Добавить в цитаты Настройки чтения

Страница 3 из 21



Был летний погожий день, когда Любовь Александровна шла с Шуринькой по улице, ведя его за руку.

— Ты рад, Шуринька, что увидишь папа? — говорила Любовь Александровна.

— Очень, — говорил радостно Шуринька.

— И Ольгу Ильиничну, жену папа, ты должен полюбить, — сказала Любовь Александровна, но с каким-то странным, скучным выражением лица.

Однако Шуринька не вникал в оттенки, он был радостно встревожен от встречи с отцом и лишь улыбнулся в ответ.

В большом гостиничном номере было много зеркал. Шуринька, войдя, огляделся в растерянности, и тотчас же отец, явившись откуда-то сбоку, сильно и чуть-чуть даже больно прижал Шуринькино лицо к своему, усатому и твердому, обдав запахом сигар. И сразу же, не успев перевести дыхания, Шуринька оказался прижатым к мягким сочным губам, вкусно пахнувшим мятными лепешками. Это была мачеха Шуриньки, Ольга Ильинична, итальянка… Отец Шуриньки, Николай Александрович, был невысокого роста плотный мужчина с усами, с ямочкой на подбородке и вздернутым носом; сын во многом напоминал его. Мачеха же была веселой миниатюрной брюнеткой.

— Сашь будет мой кавалер. — И усадила Шуриньку рядом с собой за стол, уставленный восточными сластями. — Николя, — сказала она мужу, — когда ты ухаживал за мной, у тебя было такое лицо, как сейчас у Сашь, — и она захохотала.

А Шуринька, не спуская восторженных, влюбленных глаз с ее смуглого красивого лица, с маленьких бриллиантиков, блестевших в ее маленьких ушках, тоже радостно смеялся.

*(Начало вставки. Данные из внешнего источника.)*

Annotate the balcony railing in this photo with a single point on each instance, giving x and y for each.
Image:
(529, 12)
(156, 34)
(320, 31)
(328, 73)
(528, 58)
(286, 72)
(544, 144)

— Оля, — играя брелоком от часов, хмуро как-то, не в настроение жене, сказал Николай Александрович, — сейчас речь идет о дальнейшей судьбе Саши… Ему уже десять лет… До сих пор он жил в полной свободе, в неге, среди любящих и балующих его женщин, от этого он стал непомерно нервен и приобрел иные… — Николай Александрович помолчал, — иные дурные черты, которые ему будут вредить в самостоятельной жизни.

— Коля, — сказала Любовь Александровна, — однако, не при ребенке же это говорить.

— Николя — восточный деспот, — сказала Ольга Ильинична, однако, не сердито, а с улыбкой. — Там, на востоке, перед русским консулом все склоняются, а здесь, в Москве, он не может привыкать, что на улице прохожие толкают его, как всякого…

— Саше пора в лицей, — пропуская мимо ушей замечание жены, хмуро сказал Николай Александрович.

— Ни за что, — весело сказала Ольга, — Сашь будет военный… Все настоящие мужчины должны быть военный… А Сашь настоящий мужчина… О, мы, итальянцы в этом знаем толк… Эта отцовская ямочка на подбородке…

— Саша будет музыкантом, — сказала Любовь Александровна, — ты ведь хочешь быть музыкантом, Шуринька?

— Я хочу быть военным, — сказал Саша и посмотрел на Ольгу Ильиничну.

— Что ж, можно и в кадетский корпус, — сказал Николай Александрович, чтоб закончить разговор, который был ему неприятен, ибо он опасался ссоры с женой и сестрой, — Скрябины — старинный дворянский род, среди которого всегда было много военных.

— Но Шуринька уже самостоятельно сочиняет, — сказала Любовь Александровна, — недавно он даже сочинил целую оперу „Лиза“ на собственный сюжет. Правда, заметно влияние Россини, однако, для десятилетнего мальчика…

— Лиза? — спросила Ольга Ильинична. — А кто эта Лиза… Это девочка… Это дама… Пойдем, Сашь, мне все можно рассказать. — И, подхватив Сашу за руку, она убежала с ним в соседнюю комнату, откуда доносились смех и шепот.

Брат и сестра хмуро сидели за столом.

— Саша меня беспокоит, — сказал Николай Александрович, — он живет совсем не детской жизнью… Ему необходимо иметь товарищей… В этом смысле кадетский корпус весьма кстати.



Из соседней комнаты, перешептываясь, как заговорщики, появились Ольга Ильинична и Саша.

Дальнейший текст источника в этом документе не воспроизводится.